The previous head of the EU delegation, Jan Tombinski, was particularly adept at making direct interventions, despite criticism from some Ukrainian officials. For example, Tombinski’s timely intervention broke the deadlock over electronic declarations on assets held by state officials, which paved the way for Ukraine’s compliance with the requirements for EU visa liberalization.
But many EU officials in Brussels and in Kyiv are much more reluctant to engage at a political level. They are also apprehensive about pushing too hard, believing that working with the current, pro-European administration is more desirable than triggering a change of government. EU officials typically put a premium on stability and predictability.
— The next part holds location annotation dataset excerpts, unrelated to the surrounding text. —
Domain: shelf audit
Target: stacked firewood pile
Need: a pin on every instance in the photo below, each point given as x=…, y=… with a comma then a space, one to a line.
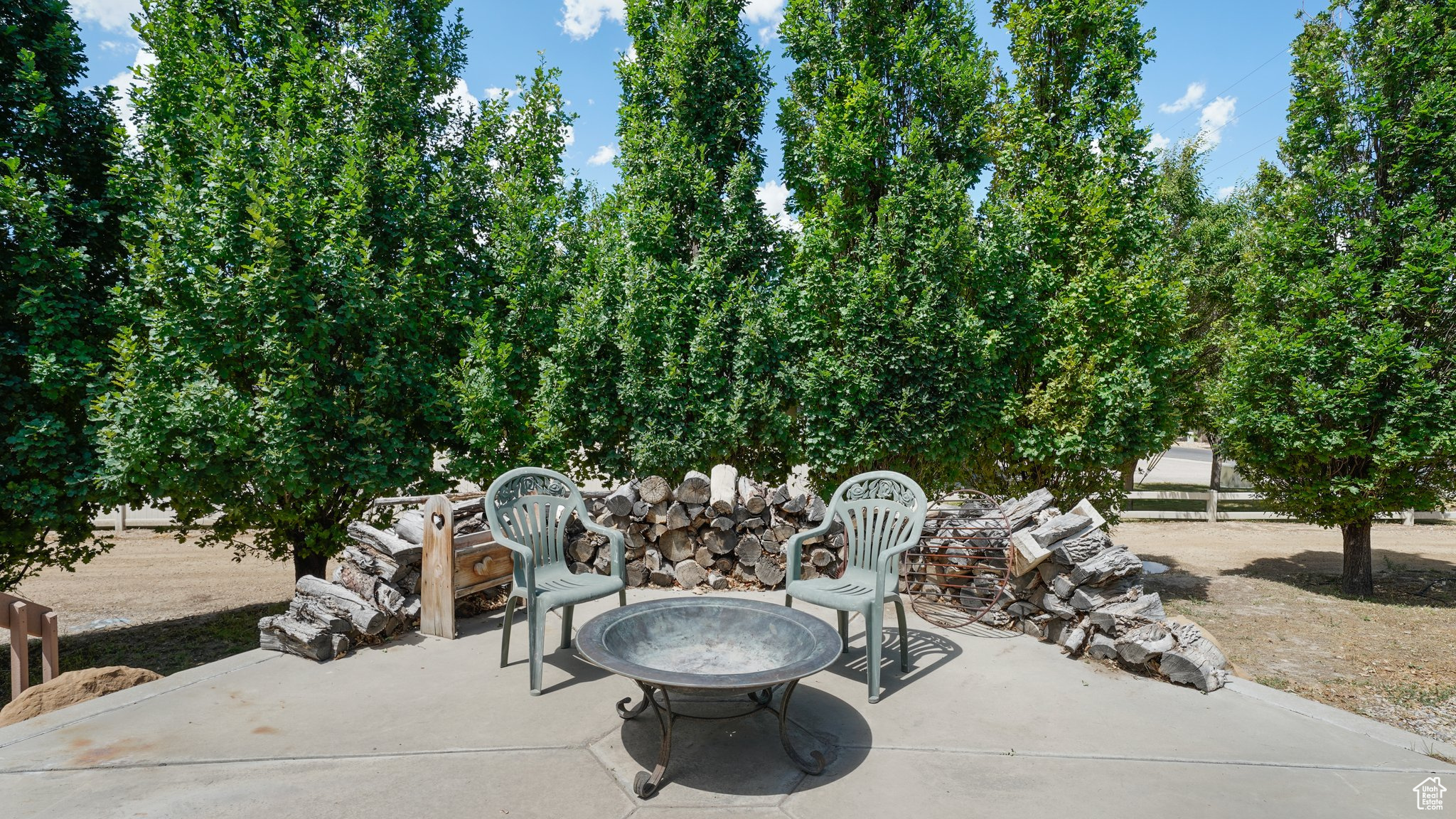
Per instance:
x=375, y=592
x=710, y=531
x=1072, y=587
In Ukraine, however, stability means the persistence of patronage and rents. The reforms trigger powerful domestic resistance – by default, their implementation disrupt opportunities for rent extraction (for example, anti-monopoly laws or food safety inspections).
It is symptomatic that the most successful reforms so far have been those which created new institutions and systems – like the National Anti-Corruption Bureau, the electronic public procurement system (ProZorro) and the new road police. Despite a flurry of activities, there are yet few tangible results in reforming ‘old’ institutions, like the Ministry of Internal Affairs. It is clear that approaching the reforms as a technical and legal process of legal approximation is not sufficient.
Reformist forces within Ukraine are heavily dependent on political support from the EU. Yet, they are increasingly concerned that, despite being the largest donor to Ukraine, the EU is going ‘soft’ on the Ukrainian authorities by being too gentle and diplomatic.
For example, in 2015 the EU offered Ukraine macro-economic assistance, to be dispersed in three tranches, subject to fulfilling a number of conditions. The first tranche was provided in 2015 but the second was delayed because the Ukrainian government did not implement all the conditions. Yet the EU agreed to release the second tranche in 2017 despite a lack of progress, explaining that the funds would otherwise have to be spent elsewhere. The Ukrainian commentators fear that the EU’s leverage vis-à-vis the Ukrainian authorities is weakened, as a result.
The indulgence towards ruling elites in Ukraine risks repeating the flawed strategy towards Moldova, where the EU supported a nominally pro-European government, fearing a return to power of the Communist Party. Suitably emboldened, the Moldovan governing elites used pro-European declarations as a rhetorical fig leaf to mimic reforms while engaging in extensive rent-seeking. This resulted in disillusionment and the perception among the populace that the EU was colluding with the country’s self-serving elites. This paved the way for the election of a pro-Russian president in 2016. As Ukrainian society becomes more frustrated with the slow progress of reforms, the reluctance on the part of the EU officials to critique the government creates the impression of indifference.
Ultimately reforms in Ukraine depend on the close political engagement of the EU institutions and officials. There is a strong demand from reformers for the EU to play a stronger role. They hope that the EU could become a powerful ‘watchdog’ because domestic political will remains in short supply and many state institutions the lack capacity and resources to function properly. But to do so, EU institutions and officials will need to step outside their comfort zone and engage more politically to induce change in Ukraine.
Kataryna Wolczuk, Associate Fellow, Russia and Eurasia Programme.